Loin de se confiner dans l’austère fonction du magister et du censeur, Edmond Jaloux se plaisait à imaginer et à narrer. Il le faisait avec beaucoup de goût, beaucoup de délicatesse et d’aisance. Il nous laisse nombre de romans et plusieurs recueils de nouvelles. Il a, d’une plume déliée, peint des âmes rares aux prises avec des sentiments délicieux et spirituels. Il est de ces romanciers, trop rares à mon gré, pour lesquels, entre le récit et le poème, il n’y a pas, il ne saurait y avoir de frontières véritables. Si, comme je le crois, le roman exige poésie et humour, Edmond Jaloux mérite de prendre rang parmi les bons romanciers de l’époque.

À vrai dire, Edmond Jaloux n’est pas de ceux qui ont eu l’ambition d’être « les historiens du présent », comme il m’est arrivé de dire naguère. Il ne peint pas de larges fresques. II se tient à son univers familier. Il s’y promène en rêveur, en contemplateur indolent et méditatif. La méditation à laquelle il nous convie ne donne d’ailleurs pas, du monde, une image réconfortante et lénitive.
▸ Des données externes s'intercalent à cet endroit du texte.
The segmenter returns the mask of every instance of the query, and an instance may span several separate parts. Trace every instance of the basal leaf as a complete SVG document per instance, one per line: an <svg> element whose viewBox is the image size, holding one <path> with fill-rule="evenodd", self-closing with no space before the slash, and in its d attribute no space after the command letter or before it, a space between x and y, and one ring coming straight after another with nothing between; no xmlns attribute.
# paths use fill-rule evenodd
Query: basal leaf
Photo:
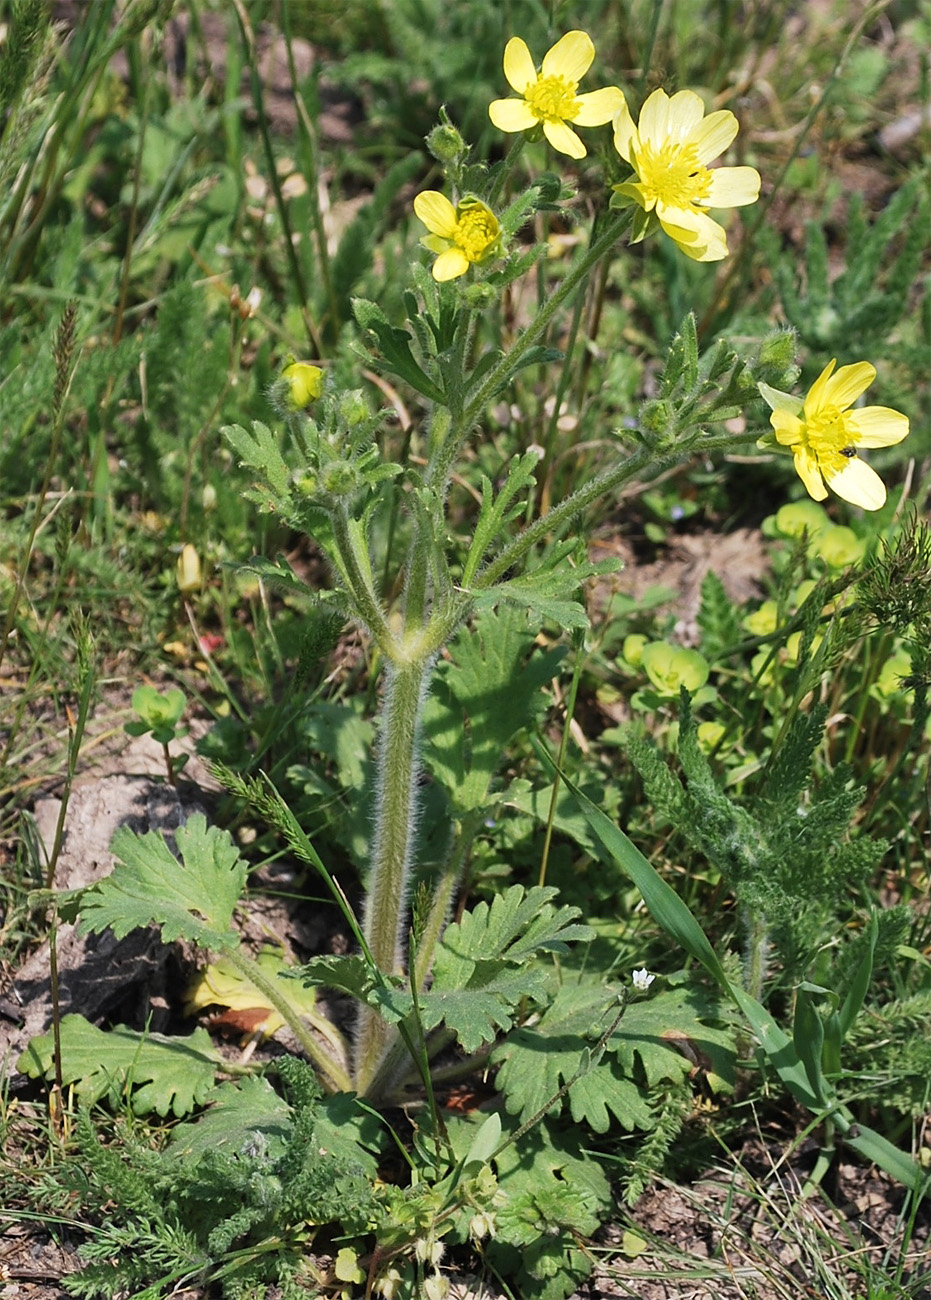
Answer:
<svg viewBox="0 0 931 1300"><path fill-rule="evenodd" d="M500 1066L497 1083L509 1113L524 1123L552 1101L607 1030L612 1006L611 991L600 982L563 985L536 1024L515 1030L495 1048L491 1059ZM555 1113L568 1104L573 1119L596 1133L607 1131L609 1111L624 1128L653 1126L643 1090L610 1058L602 1057L581 1075L567 1097Z"/></svg>
<svg viewBox="0 0 931 1300"><path fill-rule="evenodd" d="M168 1150L182 1160L197 1161L208 1152L241 1152L261 1142L274 1159L285 1148L291 1108L268 1079L221 1083L204 1100L209 1108L193 1123L172 1130Z"/></svg>
<svg viewBox="0 0 931 1300"><path fill-rule="evenodd" d="M479 963L522 963L537 952L567 951L567 944L593 937L576 923L577 907L555 907L556 890L512 885L491 904L479 903L447 928L437 948L434 988L468 988Z"/></svg>
<svg viewBox="0 0 931 1300"><path fill-rule="evenodd" d="M676 1083L696 1065L732 1086L733 1034L710 1023L717 1016L717 1007L697 985L662 989L625 1008L608 1050L628 1077L634 1076L639 1063L648 1087Z"/></svg>
<svg viewBox="0 0 931 1300"><path fill-rule="evenodd" d="M189 939L217 952L236 948L239 937L230 923L246 864L232 838L196 813L175 839L180 862L160 834L118 830L112 849L121 861L80 896L81 932L98 934L109 927L122 939L154 925L166 943Z"/></svg>
<svg viewBox="0 0 931 1300"><path fill-rule="evenodd" d="M216 1150L235 1153L261 1146L272 1160L286 1149L293 1111L268 1079L248 1078L221 1083L206 1100L209 1109L193 1123L179 1124L169 1150L182 1160L197 1161ZM328 1156L352 1163L374 1175L373 1152L383 1129L376 1116L359 1105L354 1094L336 1093L315 1103L314 1146Z"/></svg>
<svg viewBox="0 0 931 1300"><path fill-rule="evenodd" d="M280 985L292 1012L305 1016L312 1024L321 1017L316 1008L316 990L299 984L297 980L279 977L290 973L284 956L275 948L264 948L256 956L256 964L265 975L272 976ZM187 990L185 1013L194 1015L205 1007L226 1007L232 1013L226 1018L227 1027L236 1028L245 1035L261 1033L265 1037L276 1034L285 1023L281 1012L273 1007L266 994L243 971L239 971L227 957L218 957L200 971ZM237 1019L236 1013L240 1013Z"/></svg>
<svg viewBox="0 0 931 1300"><path fill-rule="evenodd" d="M542 970L501 972L496 966L493 962L475 966L465 989L434 987L421 993L424 1029L445 1024L466 1052L477 1052L483 1044L494 1042L499 1030L510 1029L512 1009L524 998L532 1002L542 997L547 976Z"/></svg>
<svg viewBox="0 0 931 1300"><path fill-rule="evenodd" d="M83 1016L61 1022L62 1082L74 1084L88 1105L109 1096L116 1104L130 1093L137 1115L187 1115L201 1105L224 1061L205 1029L186 1038L140 1034L118 1025L98 1029ZM55 1078L54 1039L34 1038L17 1062L30 1078Z"/></svg>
Toutefois, le peintre est bien trop élégant pour jamais mêler à son encre le bitume, le fiel et le vitriol.

En saluant ici notre confrère, j’ai le sentiment de dire adieu à un homme de goût, sans doute, à un parfait lettré, à un aimable compagnon de route mais aussi à toute une société qui, pendant un demi-siècle, a représenté une partie de l’intelligence française, à une société que nous voyons s’éteindre jour à jour, et que semble devoir remplacer une humanité nouvelle, plus farouche, moins instruite, brûlante et même consumée dès l’essor par les problèmes de la saison.
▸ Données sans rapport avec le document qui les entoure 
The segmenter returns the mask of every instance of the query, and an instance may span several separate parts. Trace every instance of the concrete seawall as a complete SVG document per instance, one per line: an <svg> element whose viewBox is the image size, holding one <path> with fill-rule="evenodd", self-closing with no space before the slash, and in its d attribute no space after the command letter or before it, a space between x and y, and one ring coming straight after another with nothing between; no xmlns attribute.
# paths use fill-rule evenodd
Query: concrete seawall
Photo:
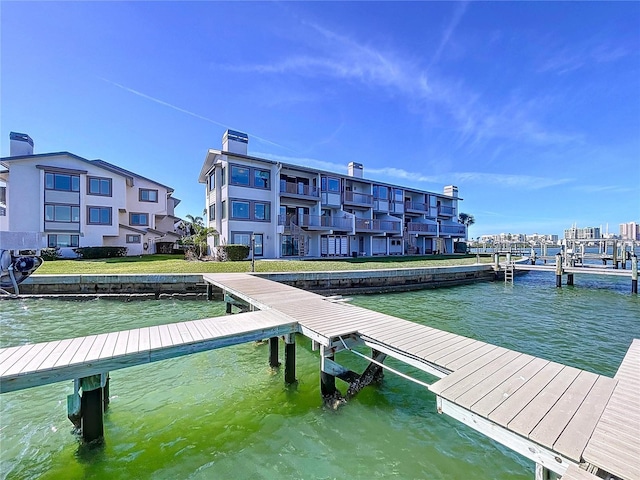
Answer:
<svg viewBox="0 0 640 480"><path fill-rule="evenodd" d="M323 295L419 290L495 279L492 266L487 264L255 275ZM32 275L20 285L21 295L66 296L74 299L194 299L206 298L206 291L202 275L199 274Z"/></svg>

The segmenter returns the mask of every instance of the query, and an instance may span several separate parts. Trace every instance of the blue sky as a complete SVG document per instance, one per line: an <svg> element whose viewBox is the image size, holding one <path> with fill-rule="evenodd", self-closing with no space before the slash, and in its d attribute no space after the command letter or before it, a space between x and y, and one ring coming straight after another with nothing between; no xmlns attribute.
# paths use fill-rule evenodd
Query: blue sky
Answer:
<svg viewBox="0 0 640 480"><path fill-rule="evenodd" d="M0 145L175 189L249 153L441 192L472 238L640 222L639 2L0 2Z"/></svg>

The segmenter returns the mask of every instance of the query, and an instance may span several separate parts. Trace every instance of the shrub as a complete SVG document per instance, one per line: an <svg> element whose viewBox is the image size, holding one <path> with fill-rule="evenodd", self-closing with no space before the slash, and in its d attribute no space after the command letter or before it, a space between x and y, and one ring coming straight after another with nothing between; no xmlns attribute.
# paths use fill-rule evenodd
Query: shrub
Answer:
<svg viewBox="0 0 640 480"><path fill-rule="evenodd" d="M249 256L249 246L248 245L220 245L216 247L217 249L217 257L225 262L237 262L239 260L244 260Z"/></svg>
<svg viewBox="0 0 640 480"><path fill-rule="evenodd" d="M42 259L45 261L58 260L60 259L60 257L62 257L62 254L60 253L60 247L43 248L42 250L40 250L40 257L42 257Z"/></svg>
<svg viewBox="0 0 640 480"><path fill-rule="evenodd" d="M74 252L82 259L115 258L127 255L127 247L80 247L74 248Z"/></svg>

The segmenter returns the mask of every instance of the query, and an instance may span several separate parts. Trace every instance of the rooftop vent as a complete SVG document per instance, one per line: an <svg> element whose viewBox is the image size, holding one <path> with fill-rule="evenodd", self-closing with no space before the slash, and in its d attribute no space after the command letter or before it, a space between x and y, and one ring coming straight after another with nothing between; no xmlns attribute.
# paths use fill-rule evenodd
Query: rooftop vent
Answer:
<svg viewBox="0 0 640 480"><path fill-rule="evenodd" d="M362 178L364 176L364 167L361 163L349 162L348 168L350 177Z"/></svg>
<svg viewBox="0 0 640 480"><path fill-rule="evenodd" d="M249 136L235 130L227 130L222 136L222 150L230 153L247 154Z"/></svg>
<svg viewBox="0 0 640 480"><path fill-rule="evenodd" d="M26 133L9 133L9 156L33 155L33 140Z"/></svg>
De ces humanistes délicats, éclectiques, sceptiques, dont nous honorons l’un des meilleurs aujourd’hui, de ces clercs doucement raisonnables, que penseront, que pourront penser les hommes des temps nouveaux, harcelés comme nous les voyons par les formules, par les mots d’ordre, par les idéologies impérieuses ?

Telle est la question que nous devons, nous d’abord, nous poser à la vue de cette tombe fraîchement comblée. Telle est la question que, dès aujourd’hui, je présente aux chroniqueurs futurs qui auront pour mission d’écrire l’histoire de ces temps amers.